For a while, I played the role of the victim. I was so unhappy because people did this or that to me, something didn’t work out for me, or everything went wrong because I live in China where things aren’t always easy. Blah, blah, blah. I had an excuse for everything. I chose to let the things and people around me dictate how I felt. Essentially, I chose to be unhappy. Well, not anymore. I’ve since made the conscious decision to be happy. It isn’t always easy, and there are certainly days when I can get hoppin’ mad, but I’m in control of my emotions now. Where I used to wallow in self-pity, blaming everyone else, complaining to anyone who would listen, now I take a step back, ask myself if this scenario is worth feeling like crap (It never is, is it?), and then simply decide to be happy.

And just like Voltaire’s quote says, “I have chosen to be happy because it is good for my health.” Being happier has led to a healthier me. Instead of sitting on the couch being lazy because I wasn’t motivated to do anything, I am now busy, which has led to a more active and social lifestyle.
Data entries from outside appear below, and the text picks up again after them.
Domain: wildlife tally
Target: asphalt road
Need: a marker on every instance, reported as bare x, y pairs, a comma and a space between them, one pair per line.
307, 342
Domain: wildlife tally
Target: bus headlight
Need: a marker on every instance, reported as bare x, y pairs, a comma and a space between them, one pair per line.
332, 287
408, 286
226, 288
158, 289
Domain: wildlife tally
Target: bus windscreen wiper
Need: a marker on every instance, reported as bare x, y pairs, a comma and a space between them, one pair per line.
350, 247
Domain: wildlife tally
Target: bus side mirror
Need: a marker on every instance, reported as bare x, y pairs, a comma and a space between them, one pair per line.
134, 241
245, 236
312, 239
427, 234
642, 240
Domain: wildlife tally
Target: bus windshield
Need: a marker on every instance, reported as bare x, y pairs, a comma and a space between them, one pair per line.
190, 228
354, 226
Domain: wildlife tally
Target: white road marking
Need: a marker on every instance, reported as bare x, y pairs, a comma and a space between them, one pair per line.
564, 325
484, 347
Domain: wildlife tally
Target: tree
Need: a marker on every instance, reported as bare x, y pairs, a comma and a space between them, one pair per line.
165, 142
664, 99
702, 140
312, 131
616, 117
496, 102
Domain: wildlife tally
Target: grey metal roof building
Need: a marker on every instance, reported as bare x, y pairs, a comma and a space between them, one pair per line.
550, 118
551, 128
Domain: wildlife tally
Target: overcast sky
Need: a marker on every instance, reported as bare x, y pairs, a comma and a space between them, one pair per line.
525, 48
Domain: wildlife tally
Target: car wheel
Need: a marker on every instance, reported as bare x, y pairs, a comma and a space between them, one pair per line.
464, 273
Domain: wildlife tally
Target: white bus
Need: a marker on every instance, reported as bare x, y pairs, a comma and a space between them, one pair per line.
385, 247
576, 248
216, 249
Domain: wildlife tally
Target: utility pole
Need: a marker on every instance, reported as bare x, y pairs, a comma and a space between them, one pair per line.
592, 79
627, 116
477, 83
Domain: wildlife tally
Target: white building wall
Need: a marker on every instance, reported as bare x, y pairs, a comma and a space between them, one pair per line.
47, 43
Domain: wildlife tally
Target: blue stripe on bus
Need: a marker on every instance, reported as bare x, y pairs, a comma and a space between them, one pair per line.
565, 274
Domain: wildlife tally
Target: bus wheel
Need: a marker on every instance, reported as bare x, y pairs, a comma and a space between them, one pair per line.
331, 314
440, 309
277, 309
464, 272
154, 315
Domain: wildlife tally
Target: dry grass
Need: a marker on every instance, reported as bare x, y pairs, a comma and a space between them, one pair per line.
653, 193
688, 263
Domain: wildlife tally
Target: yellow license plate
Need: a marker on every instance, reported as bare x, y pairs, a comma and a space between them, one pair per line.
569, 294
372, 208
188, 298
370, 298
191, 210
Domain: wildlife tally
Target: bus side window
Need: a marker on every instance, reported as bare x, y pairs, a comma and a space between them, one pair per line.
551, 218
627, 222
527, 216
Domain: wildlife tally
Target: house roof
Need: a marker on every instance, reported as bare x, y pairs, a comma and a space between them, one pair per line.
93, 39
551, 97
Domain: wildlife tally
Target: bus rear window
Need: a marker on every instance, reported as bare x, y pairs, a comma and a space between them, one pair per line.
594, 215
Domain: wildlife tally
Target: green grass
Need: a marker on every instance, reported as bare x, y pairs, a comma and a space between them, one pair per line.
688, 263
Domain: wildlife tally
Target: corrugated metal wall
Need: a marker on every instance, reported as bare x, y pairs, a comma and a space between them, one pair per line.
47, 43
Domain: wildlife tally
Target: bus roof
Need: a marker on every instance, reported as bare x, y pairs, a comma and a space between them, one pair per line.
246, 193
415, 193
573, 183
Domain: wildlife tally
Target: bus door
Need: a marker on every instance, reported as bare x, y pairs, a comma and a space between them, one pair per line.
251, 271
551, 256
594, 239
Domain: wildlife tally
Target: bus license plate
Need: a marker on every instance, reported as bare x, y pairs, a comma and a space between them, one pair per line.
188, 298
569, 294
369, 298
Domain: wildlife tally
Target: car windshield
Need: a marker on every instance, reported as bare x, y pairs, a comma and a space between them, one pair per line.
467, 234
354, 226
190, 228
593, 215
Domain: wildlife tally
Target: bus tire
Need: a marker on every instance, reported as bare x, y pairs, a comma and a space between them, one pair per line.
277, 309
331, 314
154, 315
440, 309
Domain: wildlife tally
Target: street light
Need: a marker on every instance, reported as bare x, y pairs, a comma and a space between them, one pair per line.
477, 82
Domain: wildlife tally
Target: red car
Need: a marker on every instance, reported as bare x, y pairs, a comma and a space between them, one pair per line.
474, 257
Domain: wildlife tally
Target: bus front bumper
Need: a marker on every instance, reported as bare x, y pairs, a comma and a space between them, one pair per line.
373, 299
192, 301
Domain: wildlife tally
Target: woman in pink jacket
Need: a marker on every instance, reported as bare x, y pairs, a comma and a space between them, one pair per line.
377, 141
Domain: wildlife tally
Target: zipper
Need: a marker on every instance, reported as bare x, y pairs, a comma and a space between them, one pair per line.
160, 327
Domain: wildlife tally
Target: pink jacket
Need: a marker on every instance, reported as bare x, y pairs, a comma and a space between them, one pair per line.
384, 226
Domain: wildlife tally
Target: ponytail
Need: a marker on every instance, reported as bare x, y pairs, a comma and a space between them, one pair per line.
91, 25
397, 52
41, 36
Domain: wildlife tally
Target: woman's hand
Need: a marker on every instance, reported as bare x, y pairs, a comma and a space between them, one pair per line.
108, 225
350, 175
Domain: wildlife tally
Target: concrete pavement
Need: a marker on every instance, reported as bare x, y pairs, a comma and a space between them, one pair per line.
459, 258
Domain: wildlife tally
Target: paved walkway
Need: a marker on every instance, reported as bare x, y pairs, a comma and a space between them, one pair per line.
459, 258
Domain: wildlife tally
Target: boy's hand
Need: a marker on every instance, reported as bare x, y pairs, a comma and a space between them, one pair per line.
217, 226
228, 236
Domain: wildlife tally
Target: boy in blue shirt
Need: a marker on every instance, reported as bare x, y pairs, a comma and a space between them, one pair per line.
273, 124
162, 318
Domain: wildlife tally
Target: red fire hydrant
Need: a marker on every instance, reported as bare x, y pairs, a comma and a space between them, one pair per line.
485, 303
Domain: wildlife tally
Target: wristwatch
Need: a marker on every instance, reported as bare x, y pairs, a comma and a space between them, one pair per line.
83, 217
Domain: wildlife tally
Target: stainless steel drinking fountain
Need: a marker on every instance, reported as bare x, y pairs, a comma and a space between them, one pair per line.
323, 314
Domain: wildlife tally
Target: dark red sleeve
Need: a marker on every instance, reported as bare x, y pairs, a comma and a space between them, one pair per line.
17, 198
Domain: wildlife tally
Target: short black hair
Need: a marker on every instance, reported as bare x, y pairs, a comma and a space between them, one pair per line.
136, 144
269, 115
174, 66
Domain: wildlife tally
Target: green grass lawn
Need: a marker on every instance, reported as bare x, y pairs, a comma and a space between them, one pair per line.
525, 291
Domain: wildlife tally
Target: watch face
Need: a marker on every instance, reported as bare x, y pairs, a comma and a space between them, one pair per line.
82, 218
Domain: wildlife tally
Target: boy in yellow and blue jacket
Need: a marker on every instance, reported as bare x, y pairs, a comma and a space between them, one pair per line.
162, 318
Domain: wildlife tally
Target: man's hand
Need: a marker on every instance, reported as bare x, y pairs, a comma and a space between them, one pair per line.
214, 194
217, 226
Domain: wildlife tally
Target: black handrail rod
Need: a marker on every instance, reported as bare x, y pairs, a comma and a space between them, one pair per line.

My emotional health has improved tenfold since I’ve adopted this new philosophy. I’m happier and able to share more with others, and I’ve become a better friend, teacher, daughter, literacy coach, and listener.

I don’t dare go back to the old me. The new me sees the world in a different way. The new me smiles and laughs a lot more. The new me is more productive and takes pride in what she does. The new me doesn’t dwell on the negative. The new me sees the promise of a new day. The new me sends love out. The new me is happier. Because I’ve chosen to be.